SUMMARY: Very Slow NFS access

From: jhartzen@csc.com
Date: Tue Oct 03 2000 - 06:10:04 CDT


The problem I have experienced was with forcing the HME interfaces to
100Mb/s Full Duplex. This was also suggested by most of the responses I
received. This fortunately happened to be the very next item on my list as
I was regressing my steps one-by-one and testing.

I received the following set of responses, all of which may be applicable
for other people even if not all was applicable for me. Thank you all for
assisting me with so little information:

Joe Flechter:
My first inclination would be to check for a duplex mismatch on the
ethernet
interface.
If you've manually fixed the speed at the server end the switch may not
have
followed
suit. The quick and gross way to fix this is to set the speed on the server
then unplug the cable, wait about 10 seconds then plug it back in again.
This will "encourage" your switch to
use 100MbFD. Better still if you have management software on your switch
then set both ends of the link.

Michael Arndt
Try mounting with so called hard mounts if not done already
Seems to me that your measures slowed down tcp Performance
so after some timeout a retry is startet, to get nfs data
if not yet ready the access time grows by some exponentially
working algorithms. If you mount hard, the NFS Client will wait ...

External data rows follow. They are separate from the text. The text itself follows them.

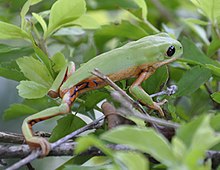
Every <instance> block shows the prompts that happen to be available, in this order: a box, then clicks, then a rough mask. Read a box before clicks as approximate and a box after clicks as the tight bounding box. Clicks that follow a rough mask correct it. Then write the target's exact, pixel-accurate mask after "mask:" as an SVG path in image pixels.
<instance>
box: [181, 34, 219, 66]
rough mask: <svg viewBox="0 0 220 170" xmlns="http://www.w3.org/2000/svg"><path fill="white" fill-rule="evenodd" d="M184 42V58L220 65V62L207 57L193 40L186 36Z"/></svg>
mask: <svg viewBox="0 0 220 170" xmlns="http://www.w3.org/2000/svg"><path fill="white" fill-rule="evenodd" d="M182 44H183V50H184V52H183V58H184V59H188V60H192V61H195V62H198V63H200V64H212V65H215V66H217V67H220V64H219V63H218V62H216V61H214V60H212V59H210V58H209V57H207V56H206V55H205V54H204V53H203V52H202V51H201V50H200V49H199V48H198V47H197V46H196V45H195V43H194V42H192V41H191V40H189V39H187V38H186V37H184V38H183V40H182Z"/></svg>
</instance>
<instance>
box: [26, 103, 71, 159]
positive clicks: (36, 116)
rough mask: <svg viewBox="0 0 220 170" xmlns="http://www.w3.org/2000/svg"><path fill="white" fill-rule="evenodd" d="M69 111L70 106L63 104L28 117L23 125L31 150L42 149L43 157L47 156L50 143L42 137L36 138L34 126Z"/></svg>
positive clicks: (34, 114)
mask: <svg viewBox="0 0 220 170" xmlns="http://www.w3.org/2000/svg"><path fill="white" fill-rule="evenodd" d="M69 110H70V106H69V105H68V104H67V103H63V104H61V105H60V106H56V107H51V108H48V109H46V110H43V111H41V112H38V113H36V114H33V115H31V116H29V117H27V118H26V119H25V120H24V121H23V124H22V133H23V135H24V137H25V140H26V142H27V144H28V145H29V146H30V148H32V149H33V148H37V147H40V148H41V149H42V155H43V156H45V155H47V154H48V153H49V151H50V149H51V148H50V143H49V142H48V141H47V140H46V139H44V138H42V137H37V136H34V134H33V130H32V126H33V125H34V124H36V123H38V122H40V121H44V120H46V119H50V118H52V117H54V116H57V115H61V114H65V113H68V112H69Z"/></svg>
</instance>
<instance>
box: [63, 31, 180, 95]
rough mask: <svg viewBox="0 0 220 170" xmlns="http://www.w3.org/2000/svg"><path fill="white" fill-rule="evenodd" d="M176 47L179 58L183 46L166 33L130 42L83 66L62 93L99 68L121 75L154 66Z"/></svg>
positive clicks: (142, 38)
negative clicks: (173, 46)
mask: <svg viewBox="0 0 220 170" xmlns="http://www.w3.org/2000/svg"><path fill="white" fill-rule="evenodd" d="M171 45H174V46H175V47H176V52H175V54H174V55H173V56H172V59H173V58H178V57H180V56H181V55H182V48H181V49H180V47H182V45H181V44H180V42H178V41H177V40H175V39H173V38H171V37H170V36H169V35H168V34H166V33H160V34H157V35H151V36H147V37H144V38H141V39H139V40H137V41H133V42H130V43H128V44H126V45H124V46H122V47H120V48H116V49H114V50H111V51H109V52H106V53H104V54H101V55H99V56H97V57H95V58H93V59H91V60H89V61H88V62H87V63H85V64H83V65H82V67H80V68H79V69H78V70H76V72H74V74H72V75H71V77H69V79H68V80H67V81H66V82H65V83H64V84H63V85H62V86H61V87H60V89H61V91H64V90H66V89H69V88H71V87H72V86H74V85H76V84H77V83H79V82H81V81H82V80H84V79H87V78H89V77H91V76H92V74H91V71H93V70H94V69H95V68H98V69H99V71H100V72H101V73H103V74H105V75H109V74H115V73H120V72H121V71H123V70H126V69H128V68H130V67H133V66H139V65H141V64H144V63H145V64H149V65H151V64H154V63H158V62H161V61H164V60H169V59H170V58H167V57H166V55H165V54H166V51H167V49H168V48H169V47H170V46H171Z"/></svg>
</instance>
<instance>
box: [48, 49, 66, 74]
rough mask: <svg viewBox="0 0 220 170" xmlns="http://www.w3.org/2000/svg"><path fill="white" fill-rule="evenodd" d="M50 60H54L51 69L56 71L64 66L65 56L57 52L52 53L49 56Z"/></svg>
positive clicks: (63, 66)
mask: <svg viewBox="0 0 220 170" xmlns="http://www.w3.org/2000/svg"><path fill="white" fill-rule="evenodd" d="M51 60H52V61H53V62H54V66H53V70H54V71H55V72H58V71H60V70H61V69H62V68H63V67H65V66H66V64H67V61H66V59H65V56H64V55H63V54H62V53H60V52H58V53H56V54H54V55H53V56H52V57H51Z"/></svg>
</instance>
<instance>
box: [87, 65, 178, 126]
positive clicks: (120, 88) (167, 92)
mask: <svg viewBox="0 0 220 170" xmlns="http://www.w3.org/2000/svg"><path fill="white" fill-rule="evenodd" d="M91 73H92V74H93V75H95V76H97V77H99V78H100V79H102V80H104V81H105V82H106V83H108V84H109V85H110V86H111V87H112V88H114V89H115V90H116V91H117V92H118V93H119V94H120V95H121V96H123V98H124V99H123V100H124V102H125V103H128V102H129V103H131V105H132V106H133V107H135V108H136V109H137V110H139V111H140V112H142V113H144V115H142V116H140V117H142V118H143V119H144V120H146V121H148V122H149V123H151V124H152V126H153V127H154V128H155V130H158V127H157V125H156V123H157V122H159V123H160V124H163V125H166V126H169V127H175V128H177V127H178V125H177V124H173V123H170V122H168V121H162V122H161V121H158V120H155V119H154V118H152V117H151V116H149V114H147V113H146V111H145V110H144V108H143V107H142V106H141V105H140V104H138V103H137V102H135V101H134V100H133V99H132V98H131V97H130V96H128V95H127V93H126V92H125V91H123V90H122V89H121V88H120V87H118V86H117V84H115V83H114V82H113V81H112V80H111V79H110V78H109V77H108V76H106V75H104V74H102V73H101V72H100V71H99V70H98V69H95V70H94V71H92V72H91ZM176 90H177V86H175V85H174V86H171V87H170V88H168V89H167V90H165V91H162V92H160V93H157V94H155V95H152V97H154V96H159V95H164V94H169V95H171V94H174V93H175V92H176ZM122 103H123V102H122ZM137 116H139V115H136V117H137ZM140 117H139V118H140ZM159 120H162V119H159Z"/></svg>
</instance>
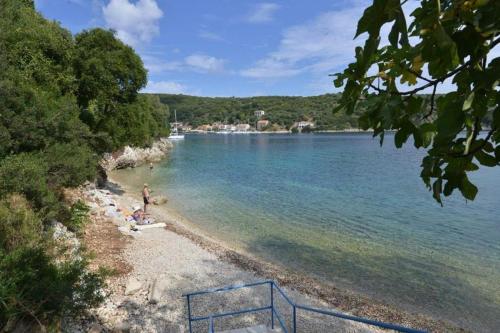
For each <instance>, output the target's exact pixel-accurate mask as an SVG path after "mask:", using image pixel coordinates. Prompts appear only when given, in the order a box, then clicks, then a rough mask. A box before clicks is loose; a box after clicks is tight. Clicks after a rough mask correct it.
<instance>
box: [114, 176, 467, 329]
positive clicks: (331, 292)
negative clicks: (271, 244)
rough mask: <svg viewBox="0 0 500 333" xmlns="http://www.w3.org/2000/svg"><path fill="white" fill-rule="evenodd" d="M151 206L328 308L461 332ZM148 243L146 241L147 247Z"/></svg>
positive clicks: (383, 319) (174, 209) (229, 253)
mask: <svg viewBox="0 0 500 333" xmlns="http://www.w3.org/2000/svg"><path fill="white" fill-rule="evenodd" d="M117 172H118V173H119V172H120V171H114V174H111V175H110V178H109V180H110V182H111V183H114V184H115V185H118V187H119V188H122V189H123V190H124V194H122V197H123V198H126V200H127V201H134V200H136V201H140V197H139V195H138V194H137V193H136V191H134V190H132V189H131V188H130V185H129V184H127V183H126V181H124V182H122V181H121V179H120V177H117V174H116V173H117ZM167 197H168V195H167ZM151 209H152V210H151V213H152V214H153V215H154V216H155V217H156V218H157V220H158V221H161V222H165V223H166V224H167V230H169V231H172V232H174V233H176V234H178V235H180V236H182V237H185V238H187V239H189V240H190V241H192V242H193V243H195V244H196V245H197V246H199V247H201V248H202V249H204V250H207V251H209V252H210V253H213V254H215V255H216V256H217V257H218V259H219V260H220V261H221V262H226V263H230V264H233V265H235V266H236V267H238V268H240V269H243V270H245V271H248V272H251V273H253V274H255V275H257V276H259V277H261V278H263V279H273V280H275V281H276V282H278V283H279V284H280V285H282V286H285V287H288V288H292V289H293V290H296V291H298V292H300V293H302V294H305V295H307V296H309V297H312V298H314V299H316V300H317V301H320V302H326V305H325V306H326V307H329V308H335V309H337V310H341V311H345V312H347V313H351V314H354V315H357V316H363V317H370V318H372V319H376V320H379V321H385V322H392V323H398V324H402V325H405V326H409V327H414V328H417V327H418V328H423V329H427V330H429V331H433V332H440V331H448V332H459V331H461V329H460V328H458V327H457V326H454V325H452V324H449V323H448V322H443V321H439V320H436V319H433V318H430V317H427V316H426V315H423V314H420V313H418V312H415V313H410V312H406V311H404V310H402V309H398V308H396V307H395V306H393V305H388V304H385V303H383V302H381V301H377V300H375V299H372V298H370V297H368V296H364V295H362V294H360V293H357V292H352V291H350V290H348V289H342V288H338V287H337V286H335V285H334V284H333V283H328V282H326V281H320V280H318V279H316V278H314V277H311V276H308V275H305V274H302V273H298V272H296V271H291V270H289V269H287V268H286V267H283V266H280V265H279V264H276V263H270V262H267V261H265V260H263V259H261V258H257V257H254V256H253V255H252V254H250V253H245V252H244V251H242V250H240V249H238V250H237V249H233V248H232V247H231V246H229V245H228V244H226V243H224V242H223V241H221V240H219V239H214V238H213V237H211V236H210V235H208V234H206V233H205V232H204V231H203V230H201V229H200V228H199V227H198V226H197V225H196V224H195V223H193V222H191V221H189V219H187V218H186V217H184V216H183V215H182V214H180V213H179V212H178V211H176V210H175V209H173V208H171V207H167V206H153V207H151ZM146 245H147V244H144V246H146ZM193 269H194V268H193Z"/></svg>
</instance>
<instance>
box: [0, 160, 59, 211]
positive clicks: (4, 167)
mask: <svg viewBox="0 0 500 333" xmlns="http://www.w3.org/2000/svg"><path fill="white" fill-rule="evenodd" d="M47 173H48V165H47V163H46V162H45V161H44V160H43V159H42V158H41V157H40V156H39V155H37V154H28V153H22V154H18V155H14V156H9V157H7V158H5V159H4V160H2V161H1V162H0V198H5V197H6V196H7V195H8V194H10V193H18V194H23V195H24V196H25V197H26V199H28V200H29V201H30V202H31V203H32V205H33V207H34V208H35V209H37V210H41V209H43V210H52V208H53V207H54V206H55V205H57V198H56V196H55V194H54V193H53V192H52V191H51V190H50V189H49V187H48V182H47ZM47 213H48V212H47Z"/></svg>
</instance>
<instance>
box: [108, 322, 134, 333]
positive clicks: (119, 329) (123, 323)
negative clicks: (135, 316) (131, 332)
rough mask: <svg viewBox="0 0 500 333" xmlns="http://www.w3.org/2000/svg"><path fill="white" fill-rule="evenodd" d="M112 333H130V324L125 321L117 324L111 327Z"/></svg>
mask: <svg viewBox="0 0 500 333" xmlns="http://www.w3.org/2000/svg"><path fill="white" fill-rule="evenodd" d="M111 332H112V333H129V332H130V324H129V323H127V322H126V321H122V322H119V323H118V324H116V325H115V326H114V327H113V330H112V331H111Z"/></svg>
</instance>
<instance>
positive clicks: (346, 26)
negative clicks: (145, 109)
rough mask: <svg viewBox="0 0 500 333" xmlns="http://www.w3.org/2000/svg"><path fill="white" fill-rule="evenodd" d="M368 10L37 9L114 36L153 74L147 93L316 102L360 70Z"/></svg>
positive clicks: (314, 6) (93, 3)
mask: <svg viewBox="0 0 500 333" xmlns="http://www.w3.org/2000/svg"><path fill="white" fill-rule="evenodd" d="M370 2H371V1H369V0H350V1H349V0H338V1H332V0H314V1H311V0H288V1H284V0H283V1H278V0H276V1H269V2H258V1H247V0H36V1H35V4H36V8H37V10H39V11H40V12H41V13H42V14H43V15H44V16H45V17H47V18H49V19H53V20H56V21H59V22H61V24H62V25H63V26H64V27H65V28H67V29H69V30H71V31H72V32H73V33H78V32H80V31H82V30H83V29H89V28H93V27H104V28H110V29H113V30H115V31H116V33H117V36H118V37H119V38H120V39H121V40H122V41H124V42H125V43H127V44H129V45H131V46H132V47H134V49H135V50H136V51H137V53H138V54H139V55H140V56H141V57H142V59H143V61H144V64H145V66H146V68H147V69H148V85H147V87H146V88H145V89H144V90H143V91H145V92H159V93H160V92H161V93H183V94H192V95H200V96H255V95H302V96H310V95H318V94H324V93H330V92H334V91H336V90H335V88H334V86H333V84H332V78H331V77H329V76H328V74H331V73H336V72H339V71H342V70H343V69H344V67H345V66H346V65H347V64H348V63H350V62H352V60H353V56H354V47H355V46H356V45H359V44H361V43H362V41H363V40H362V39H359V40H353V37H354V33H355V29H356V25H357V21H358V19H359V17H360V16H361V14H362V12H363V10H364V8H366V7H367V6H368V5H369V4H370Z"/></svg>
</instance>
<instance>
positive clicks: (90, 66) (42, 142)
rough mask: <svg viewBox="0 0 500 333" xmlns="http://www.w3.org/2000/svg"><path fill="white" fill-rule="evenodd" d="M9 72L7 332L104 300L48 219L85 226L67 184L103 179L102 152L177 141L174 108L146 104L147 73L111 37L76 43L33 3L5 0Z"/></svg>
mask: <svg viewBox="0 0 500 333" xmlns="http://www.w3.org/2000/svg"><path fill="white" fill-rule="evenodd" d="M0 73H2V75H1V76H0V331H3V330H4V329H9V328H10V329H13V328H14V326H15V323H16V321H18V320H31V321H34V322H36V323H38V324H40V325H43V326H47V325H52V324H54V323H55V322H57V320H58V319H60V318H61V317H62V316H75V315H78V314H80V313H82V311H84V310H85V309H88V308H91V307H94V306H96V305H97V304H98V303H99V302H101V301H102V300H103V297H104V296H103V294H102V291H101V290H102V287H103V285H104V277H105V275H103V274H102V273H101V272H96V273H94V272H90V271H89V269H88V262H87V260H86V259H85V255H84V253H81V250H77V252H78V253H77V254H76V256H74V257H70V258H66V257H63V258H61V253H60V252H61V251H60V250H61V249H60V248H56V246H55V243H54V242H53V241H52V240H51V239H52V237H51V232H50V228H48V222H51V221H52V220H54V219H55V220H58V221H61V222H62V223H63V224H65V225H67V226H68V227H69V228H70V229H71V230H74V231H79V230H81V227H82V226H83V224H84V223H85V221H86V218H87V213H88V207H86V206H85V205H84V204H83V203H81V202H77V203H76V204H74V205H73V206H72V207H68V206H67V204H66V203H65V202H64V201H63V199H62V193H63V188H64V187H76V186H79V185H80V184H82V183H83V182H84V181H85V180H93V179H94V178H95V176H96V171H97V169H98V165H97V162H98V161H99V159H100V158H101V156H102V153H104V152H107V151H110V150H111V149H118V148H121V147H122V146H123V145H124V144H134V145H137V146H144V145H147V144H150V143H151V140H152V139H153V138H155V137H158V136H163V135H168V127H167V126H166V124H165V120H166V118H167V117H168V108H166V107H165V106H164V105H162V104H161V103H160V102H159V100H158V98H154V97H146V96H145V97H140V98H137V93H138V90H139V89H140V88H142V87H143V86H144V85H145V84H146V70H145V69H144V66H143V64H142V61H141V60H140V58H139V57H138V56H137V54H135V52H134V51H133V50H132V49H131V48H130V47H128V46H125V45H124V44H123V43H122V42H120V41H119V40H118V39H117V38H116V37H115V36H114V34H113V33H112V32H111V31H104V30H102V29H95V30H90V31H84V32H82V33H81V34H79V35H78V36H77V37H76V40H75V38H74V37H73V36H72V34H71V33H70V32H69V31H68V30H66V29H64V28H62V27H61V26H60V25H59V23H57V22H53V21H48V20H46V19H45V18H43V16H41V15H40V14H39V13H38V12H36V11H35V9H34V3H33V1H31V0H22V1H21V0H0ZM89 112H90V114H91V115H92V117H90V118H89V117H86V115H88V114H89ZM120 131H123V132H120ZM100 176H101V179H103V178H105V174H104V175H102V172H101V173H100ZM82 258H83V259H82ZM6 325H7V326H6Z"/></svg>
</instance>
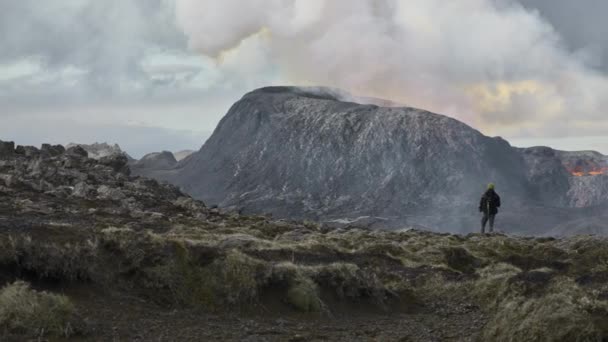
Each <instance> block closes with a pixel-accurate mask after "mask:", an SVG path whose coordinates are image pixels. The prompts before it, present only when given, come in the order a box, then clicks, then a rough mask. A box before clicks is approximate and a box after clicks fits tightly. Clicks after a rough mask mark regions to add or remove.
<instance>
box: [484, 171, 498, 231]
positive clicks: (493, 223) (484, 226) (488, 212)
mask: <svg viewBox="0 0 608 342" xmlns="http://www.w3.org/2000/svg"><path fill="white" fill-rule="evenodd" d="M494 188H495V186H494V184H492V183H490V184H488V190H487V191H486V192H485V193H484V194H483V196H481V201H480V202H479V211H480V212H482V213H483V218H482V219H481V233H482V234H485V232H486V224H487V223H488V221H490V233H492V232H494V219H495V218H496V214H498V208H499V207H500V196H498V194H497V193H496V191H494Z"/></svg>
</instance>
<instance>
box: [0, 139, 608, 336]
mask: <svg viewBox="0 0 608 342" xmlns="http://www.w3.org/2000/svg"><path fill="white" fill-rule="evenodd" d="M126 165H127V160H126V158H125V157H124V156H121V155H112V156H107V157H104V158H101V159H100V160H94V159H90V158H88V157H87V154H86V151H84V150H82V149H81V148H78V147H73V148H70V149H68V150H65V149H64V148H63V147H61V146H50V145H45V146H43V148H41V149H35V148H31V147H15V146H14V145H12V144H10V143H1V142H0V245H1V246H0V283H1V284H0V286H4V287H3V288H2V289H0V335H1V337H2V340H3V341H12V340H14V341H23V340H28V339H31V340H45V339H49V340H59V341H62V340H70V341H71V340H74V341H89V340H91V341H98V340H101V341H105V340H107V341H197V340H203V341H205V340H206V341H212V340H218V341H222V340H225V341H233V340H237V341H325V340H331V341H449V340H454V341H463V340H464V341H467V340H468V341H490V340H492V341H545V340H551V341H602V340H606V339H608V318H607V317H608V283H607V282H608V240H606V239H603V238H597V237H591V236H579V237H571V238H568V239H553V238H525V237H509V236H505V235H498V234H497V235H490V236H481V235H478V234H471V235H467V236H458V235H450V234H436V233H428V232H423V231H416V230H407V229H404V230H401V231H393V232H388V231H370V230H366V229H360V228H357V227H354V226H346V227H344V228H340V229H335V228H331V227H328V226H324V225H319V224H316V223H314V222H292V221H287V220H274V219H272V218H271V217H265V216H242V215H238V214H237V213H230V212H221V211H219V210H217V209H210V208H207V207H206V206H205V205H204V204H203V203H202V202H199V201H195V200H193V199H191V198H190V197H189V196H187V195H185V194H183V193H182V192H180V191H179V189H177V188H175V187H173V186H170V185H164V184H160V183H158V182H156V181H153V180H147V179H144V178H138V177H133V176H130V175H129V169H128V167H126ZM17 280H21V281H25V282H27V283H19V282H18V283H16V282H15V281H17ZM28 283H29V284H31V289H28V287H27V284H28ZM45 317H47V319H45ZM48 317H53V319H52V320H51V319H48Z"/></svg>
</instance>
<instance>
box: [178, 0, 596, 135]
mask: <svg viewBox="0 0 608 342" xmlns="http://www.w3.org/2000/svg"><path fill="white" fill-rule="evenodd" d="M176 9H177V17H178V21H179V24H180V26H181V28H182V29H183V30H184V32H185V33H186V34H187V36H188V37H189V45H190V47H191V48H192V49H195V50H197V51H199V52H200V53H201V54H204V55H207V56H211V57H214V58H217V59H218V61H219V62H220V63H231V64H232V65H233V66H236V67H238V69H239V70H240V71H243V72H244V74H245V75H246V76H247V77H251V78H255V77H259V78H262V77H263V76H262V75H259V74H258V73H256V72H257V71H260V70H264V71H265V72H267V70H268V67H263V66H264V65H266V66H269V68H270V69H272V70H273V71H275V72H276V73H277V74H278V75H279V79H280V80H281V81H282V82H283V83H289V84H295V85H319V86H331V87H338V88H342V89H346V90H348V91H350V92H353V93H354V94H357V95H363V96H372V97H377V98H386V99H389V100H392V101H395V102H398V103H404V104H407V105H410V106H416V107H421V108H425V109H429V110H432V111H436V112H441V113H445V114H449V115H452V116H455V117H457V118H458V119H461V120H464V121H465V122H467V123H469V124H472V125H474V126H475V127H478V128H481V129H482V130H483V131H484V133H487V134H501V135H506V136H510V137H517V136H537V137H542V136H564V135H571V136H584V135H601V134H603V132H605V130H606V129H608V119H607V118H606V116H605V115H604V111H603V110H604V109H605V108H607V107H608V79H607V77H606V75H604V74H602V73H601V72H598V71H596V70H594V69H592V68H590V67H588V66H587V64H586V61H587V60H588V58H587V57H589V56H586V55H585V54H582V53H575V52H571V51H568V50H567V49H566V48H564V47H563V44H562V41H561V38H560V36H559V35H558V34H557V33H556V32H555V30H554V29H553V28H552V27H551V26H550V25H549V24H548V23H547V22H546V21H544V20H543V19H542V18H541V17H540V16H539V14H538V13H536V12H532V11H529V10H527V9H525V8H524V7H522V6H521V5H519V4H518V3H514V2H512V1H508V0H504V1H492V0H462V1H458V2H445V1H441V0H410V1H398V0H377V1H376V0H351V1H333V0H331V1H330V0H248V1H241V0H223V1H216V0H177V7H176Z"/></svg>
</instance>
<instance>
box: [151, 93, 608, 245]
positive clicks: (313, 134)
mask: <svg viewBox="0 0 608 342" xmlns="http://www.w3.org/2000/svg"><path fill="white" fill-rule="evenodd" d="M336 94H338V93H337V92H336V91H333V90H331V89H323V88H296V87H268V88H262V89H258V90H255V91H253V92H251V93H248V94H246V95H245V96H244V97H243V98H242V99H241V100H240V101H238V102H237V103H235V104H234V105H233V106H232V108H231V109H230V110H229V112H228V113H227V115H226V116H225V117H224V118H223V119H222V120H221V122H220V124H219V125H218V127H217V128H216V130H215V132H214V133H213V135H212V136H211V138H210V139H209V140H208V141H207V142H206V143H205V144H204V146H203V147H202V148H201V149H200V150H199V151H198V152H196V153H194V154H193V155H191V156H190V157H189V158H186V159H185V160H183V161H181V162H179V163H178V164H177V165H176V166H175V167H174V168H173V169H171V170H167V171H163V172H162V174H158V173H156V174H155V177H157V178H160V179H163V180H168V181H170V182H172V183H174V184H176V185H178V186H180V187H181V188H182V189H183V190H185V191H186V192H188V193H189V194H191V195H193V196H194V197H196V198H198V199H201V200H203V201H205V202H206V203H208V204H211V205H218V206H220V207H224V208H229V209H234V210H239V211H241V212H243V213H271V214H272V215H274V216H275V217H281V218H290V219H312V220H319V221H326V222H335V221H340V220H343V219H348V220H353V219H357V218H362V217H363V218H366V217H367V218H373V219H372V221H373V222H375V224H379V225H381V226H386V227H391V228H398V227H404V226H423V227H428V228H430V229H435V230H440V231H451V232H469V231H474V230H477V226H478V218H479V217H478V213H477V203H478V200H479V197H480V195H481V193H482V192H483V190H484V189H485V186H486V184H487V183H489V182H494V183H496V184H497V186H498V192H499V193H500V194H501V196H503V198H504V207H503V208H501V211H503V212H504V213H505V214H504V215H501V216H500V220H499V222H501V223H500V225H501V227H504V229H505V230H510V231H517V232H522V233H535V234H537V233H544V232H546V231H548V230H550V229H551V228H552V227H554V226H556V225H559V224H563V223H564V220H566V221H567V220H570V219H577V220H578V219H580V217H579V215H582V214H579V212H580V210H577V209H579V207H595V206H601V205H603V204H605V203H608V187H601V188H599V190H597V191H594V192H593V193H592V194H591V195H588V194H586V193H585V192H584V191H581V190H580V189H581V187H582V188H584V187H585V186H594V185H589V184H587V185H585V184H586V183H585V182H587V183H589V182H591V183H594V184H595V183H602V182H603V183H605V180H606V179H607V178H608V177H607V176H606V175H603V174H601V173H598V172H597V169H594V167H596V166H597V165H595V164H594V163H596V160H595V159H597V160H600V159H602V158H604V160H605V157H604V156H602V155H600V154H592V155H587V154H580V153H579V154H576V153H569V152H560V151H555V150H553V149H550V148H544V147H539V148H530V149H520V148H515V147H512V146H511V145H510V144H509V143H508V142H507V141H506V140H504V139H502V138H500V137H487V136H485V135H483V134H481V133H480V132H479V131H477V130H475V129H474V128H472V127H470V126H468V125H466V124H464V123H462V122H459V121H457V120H455V119H452V118H449V117H447V116H443V115H439V114H434V113H431V112H428V111H425V110H420V109H415V108H409V107H382V106H378V105H373V104H365V105H364V104H358V103H354V102H347V101H343V100H342V99H341V98H340V97H339V96H337V95H336ZM594 158H595V159H594ZM577 163H578V164H577ZM579 164H583V165H586V167H587V166H588V167H589V171H587V174H588V175H589V177H576V176H575V174H573V171H572V170H573V169H572V166H573V165H574V166H576V165H579ZM594 165H595V166H594ZM594 170H595V171H594ZM577 178H580V179H577ZM584 178H590V179H592V180H591V181H589V180H585V179H584ZM582 181H584V182H582ZM603 183H602V184H603ZM556 211H557V213H556ZM531 225H533V227H531Z"/></svg>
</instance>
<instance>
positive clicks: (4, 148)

Somewhat strongly oversimplified, but seems youre in a hurrry for long
explanations

Justin Clift
Did you alter the /etc/services file?

I would guess that your problem is in one of the services in
/etc/inetd.conf. I can't think of any other network layer settings which
would affect NFS, unless you are running in a NIS+ environment and turned
off rpc. (bad thing to do).

A quick guess would be to re-enable ALL the services in /etc/inetd.conf (I
know most of these are redundant), paying careful attention to the rpc
ones,
then restart inetd (don't forget this!). IF that works, then disable them
one at a time, when you have time to.

Tom Davidson
 If you use cisco catalyst like I do, I would suspect a speed/duplex
auto negotiation problem. On SGI's, SUN's and NT boxes I've seen the
negotiations to a cisco switch end up screwed up. If you manaually force
the speed and or duplex on the switch, the computer may not change. Or
if you force it on the computer the switch may not negotiate properly.
Sometimes reboots still will not fix the problem if you have manually
set the speed and or duplex in either device. I've usually have to look
at the computers and see what they say they negotiated and then look at
the switch with the show ports command. When a machine has horrible
throughput, this is my first suspect. The computer will work okay on
small networking stuff, but when you try to move a file any bigger than
a meg, then you will see that is seems to take forever and you will get
errors. Make sure the switch and computer say the same duplex and speed.
You can try forcing and rebooting, but sometimes you have to force the
computer and switch to a setting and check to see if you can ftp a 1meg
file fast. If not, the settings are most likely mismatched. On SGI's, I
don't believe you can force the speed and duplex. The models I have
worked with didn't have divers that supported that. I could only see
what the sgi said it negotiated by #ifconfig -av. For the version of
solaris you may have to read the ifconfig man page to see what flags you
can pass to ifconfig to see the link information. Once the link
information is the same for a machine and it's particular port on the
switch, it should transfer a 1meg file in a flash, of course that's
assuming you network isn't dog slow already.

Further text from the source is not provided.